И борода у него была белая» (149). «Mainitah, meccähini on pitkä, suuri ta karvani ta suuren parran kera. Говорят, леший – высокий, большой да волосатый, да с большой бородой» (200). «У него волосы до колен, а сам он голый» (SKS. К47).
Очень редко в карельской мифологической прозе появляются сюжеты, в которых хозяева леса предстают в женской ипостаси. Судя по указателю Л. Симонсуури, в финских архивах есть записи, сделанные в Южной и Приладожской Карелии, где появляется образ лесной девы, лесной девушки (metsänneito, metsänpiika). Исследователь указывает два сюжета, распространенных у карелов: «лесная дева, metsänneito, сушит платья – одежда, которой успеет коснуться человек, достанется ему» и «лесная дева является у костра ночующего в лесу», чтобы согреться – «спереди красивая, сзади как чурбан»[397]
. В Южной Карелии встречаются также былички, в которых эротическая лесная дева (lemmenkipeä metsänneito) поднимает подол, просится погреться у костра и заняться любовью; человек стреляет или бросает в нее горящую головню; она убегает, обещая отомстить.
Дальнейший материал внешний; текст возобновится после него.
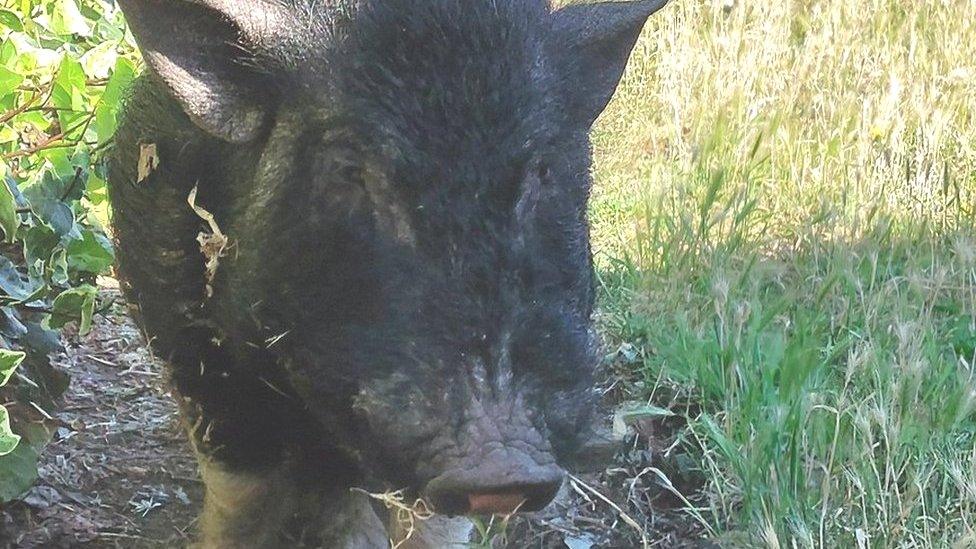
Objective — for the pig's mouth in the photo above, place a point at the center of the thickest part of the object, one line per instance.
(508, 482)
В Беломорской Карелии этот же персонаж предлагает свою любовь; мужчина предостерегает ее, что сейчас загорится юбка; она в награду дарит медведя-лесную кошку или лося-лесную свинью[398]. В финской мифологической прозе сюжеты, в которых хозяева леса фигурируют в женской ипостаси, широко распространены, и чаще им свойственны две функции: или соблазнительницы охотников или дарительницы. В записях карельских быличек сохранились только отголоски этой традиции, хотя, к примеру, карельские руны богаты женскими образами хозяев леса – в них есть и хозяйка Тапиолы, и дочери Тапио.